Wireless growing by leaps and bounds. It’s no longer just throwing up a couple of radio bridges and offering a network to a person or two with laptops in your environment. The interaction of mobility and security have led to dense deployments with the need to keep tabs on what the users are doing through analytics like those provided by Meru and Motorola. We’ve now moved past focusing on protocols like 802.11ac and instead on how to improve the lives of the users via guest registration portals and self enrollment like Aerohive and AirTight. And we can’t forget that the explosion of wireless means we need to be able to see what’s going on, whether it be packet capture or airspace monitoring. I think the group at Wireless Field Day 5 did an amazing job of showing how mature the wireless space has become in such as short time. I am really looking forward to what Wireless Field Day 6 will bring in 2014.

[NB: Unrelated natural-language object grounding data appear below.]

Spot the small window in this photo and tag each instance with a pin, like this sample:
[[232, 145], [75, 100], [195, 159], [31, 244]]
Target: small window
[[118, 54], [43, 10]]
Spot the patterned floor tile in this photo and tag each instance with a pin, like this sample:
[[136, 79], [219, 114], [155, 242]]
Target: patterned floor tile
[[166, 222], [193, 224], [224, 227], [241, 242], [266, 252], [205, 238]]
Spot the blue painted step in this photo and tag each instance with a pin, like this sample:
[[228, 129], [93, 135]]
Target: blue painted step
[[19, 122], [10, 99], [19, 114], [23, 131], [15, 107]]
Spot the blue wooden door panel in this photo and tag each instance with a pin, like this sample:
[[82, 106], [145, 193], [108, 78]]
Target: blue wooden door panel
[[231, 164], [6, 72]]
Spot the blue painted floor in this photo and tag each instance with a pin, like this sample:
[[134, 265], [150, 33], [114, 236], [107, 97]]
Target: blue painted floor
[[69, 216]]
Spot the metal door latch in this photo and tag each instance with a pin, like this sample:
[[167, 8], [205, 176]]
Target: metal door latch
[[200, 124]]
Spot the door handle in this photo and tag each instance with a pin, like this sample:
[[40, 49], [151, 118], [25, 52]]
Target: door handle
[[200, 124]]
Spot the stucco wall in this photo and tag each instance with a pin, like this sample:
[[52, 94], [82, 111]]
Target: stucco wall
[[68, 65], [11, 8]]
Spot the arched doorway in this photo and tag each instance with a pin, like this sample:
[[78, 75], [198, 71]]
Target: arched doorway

Wireless Field Day 5 doesn’t happen without the help of the sponsors. They each cover a portion of the travel and lodging costs of the delegates. Some even choose to provide takeaways like pens, coffee mugs, and even evaluation equipment. That doesn’t mean that they are “buying” a review. No Wireless Field Day delegate is required to write about what they see. If they do choose to write, they don’t have to write a positive review. Independence means no restrictions. No sponsor every asks for consideration in a review and they are never promised anything. What you read from myself and the delegates is their honest and uninfluenced opinion.